Perez then chose to accelerate, which forced Ricciardo to get off the throttle on exit and cost him a chance to lift himself out of the bottom five.
The West Australian now faces a tough Sunday afternoon from the second last row on the grid.
“Tomorrow’s another day, we’ll see what happens, but right now it’s certainly the most upset I’ve been in a while,” said Ricciardo, who felt he had a reasonable car and put the drama down to poor traffic management.
“It actually felt okay but obviously the last run, that’s when you’ve got to do it, and it was a mess, basically, opening the lap,” he declared.
“We put ourselves in traffic and at that point I felt like we could have known what was going to happen better, coming up to the last corner, if I needed to create space earlier.

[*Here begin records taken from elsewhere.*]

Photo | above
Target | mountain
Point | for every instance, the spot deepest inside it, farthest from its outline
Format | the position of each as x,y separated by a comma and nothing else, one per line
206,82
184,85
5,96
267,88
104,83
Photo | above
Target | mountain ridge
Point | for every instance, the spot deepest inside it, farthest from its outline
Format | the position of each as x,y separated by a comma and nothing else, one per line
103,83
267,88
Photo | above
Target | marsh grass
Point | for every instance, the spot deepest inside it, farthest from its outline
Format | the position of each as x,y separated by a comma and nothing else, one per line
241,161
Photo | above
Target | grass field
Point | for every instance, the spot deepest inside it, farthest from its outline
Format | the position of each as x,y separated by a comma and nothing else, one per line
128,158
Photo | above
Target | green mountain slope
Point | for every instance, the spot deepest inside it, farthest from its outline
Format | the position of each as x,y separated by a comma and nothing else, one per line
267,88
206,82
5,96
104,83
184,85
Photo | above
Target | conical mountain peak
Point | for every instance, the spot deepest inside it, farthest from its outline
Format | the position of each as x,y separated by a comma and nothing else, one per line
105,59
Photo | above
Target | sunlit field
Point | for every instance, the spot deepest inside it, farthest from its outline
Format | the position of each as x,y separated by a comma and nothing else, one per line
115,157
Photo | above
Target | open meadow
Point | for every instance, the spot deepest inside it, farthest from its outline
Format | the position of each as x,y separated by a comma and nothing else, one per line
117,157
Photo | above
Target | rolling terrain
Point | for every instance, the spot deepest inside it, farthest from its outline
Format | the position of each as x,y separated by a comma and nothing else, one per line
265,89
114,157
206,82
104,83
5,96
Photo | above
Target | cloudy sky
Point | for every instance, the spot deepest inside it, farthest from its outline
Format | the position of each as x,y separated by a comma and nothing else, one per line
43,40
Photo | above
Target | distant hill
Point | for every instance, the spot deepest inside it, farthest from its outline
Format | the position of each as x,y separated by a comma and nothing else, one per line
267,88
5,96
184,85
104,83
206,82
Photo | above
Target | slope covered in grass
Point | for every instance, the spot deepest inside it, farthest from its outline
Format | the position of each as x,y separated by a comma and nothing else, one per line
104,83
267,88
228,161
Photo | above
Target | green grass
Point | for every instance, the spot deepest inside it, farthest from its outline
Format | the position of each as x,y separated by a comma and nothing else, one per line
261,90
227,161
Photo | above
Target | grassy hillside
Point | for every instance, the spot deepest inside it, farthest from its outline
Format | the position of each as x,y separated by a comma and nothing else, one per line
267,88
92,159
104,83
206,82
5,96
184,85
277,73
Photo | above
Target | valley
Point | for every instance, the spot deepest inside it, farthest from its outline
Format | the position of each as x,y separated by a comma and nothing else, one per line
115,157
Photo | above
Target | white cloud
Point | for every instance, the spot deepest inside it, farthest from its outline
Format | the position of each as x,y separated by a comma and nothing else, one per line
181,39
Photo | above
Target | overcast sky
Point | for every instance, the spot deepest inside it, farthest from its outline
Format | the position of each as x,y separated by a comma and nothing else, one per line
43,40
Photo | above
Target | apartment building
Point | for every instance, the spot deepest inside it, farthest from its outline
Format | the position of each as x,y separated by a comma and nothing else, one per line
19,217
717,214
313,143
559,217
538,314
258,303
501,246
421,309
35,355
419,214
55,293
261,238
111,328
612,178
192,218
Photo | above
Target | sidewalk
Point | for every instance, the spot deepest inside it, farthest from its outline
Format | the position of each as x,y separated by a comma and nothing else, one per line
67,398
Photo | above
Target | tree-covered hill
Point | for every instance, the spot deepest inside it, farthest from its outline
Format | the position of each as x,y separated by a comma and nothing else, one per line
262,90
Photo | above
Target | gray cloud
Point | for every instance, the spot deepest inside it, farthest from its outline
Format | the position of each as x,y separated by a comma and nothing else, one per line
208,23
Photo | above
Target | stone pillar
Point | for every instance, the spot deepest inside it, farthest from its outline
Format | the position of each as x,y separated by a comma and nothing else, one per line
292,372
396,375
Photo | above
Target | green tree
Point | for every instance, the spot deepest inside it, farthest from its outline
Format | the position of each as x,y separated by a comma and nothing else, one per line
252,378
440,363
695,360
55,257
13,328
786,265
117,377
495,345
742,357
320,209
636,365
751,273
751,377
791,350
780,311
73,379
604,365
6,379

“I wasn’t creating space and then we got to the last corner and everyone’s backed up, so what do you do? Do you try and pass them and keep your tyre temperature there or do you hang back and start the lap with cold tyres?
“So, I tried to go and obviously then Perez and the others weren’t trying to have that, so I felt like Perez and I just screwed each other, but just too late trying to make something happen and then the lap’s compromised.”
Perez, who felt that he could have advanced to Qualifying 2 with a “perfect” Q1 showing, described Ricciardo’s actions as “very disrespectful”.
“We were stuck with traffic so everyone is trying to open a gap and you see the car ahead and everyone just opening gaps,” he recalled.
“But I think what Daniel tried there was just very disrespectful and he screw(ed) up his lap, my lap.
“We are queuing and until the final lap, he tries to overtake, and therefore I’m having to push because it’s the final corner, so otherwise you start too close to him, and that meant I was too close to Norris.”
Ricciardo’s Renault team-mate, Nico Hulkenberg, qualified 11th for the 70-lap race, which starts tonight at 2310 AEST.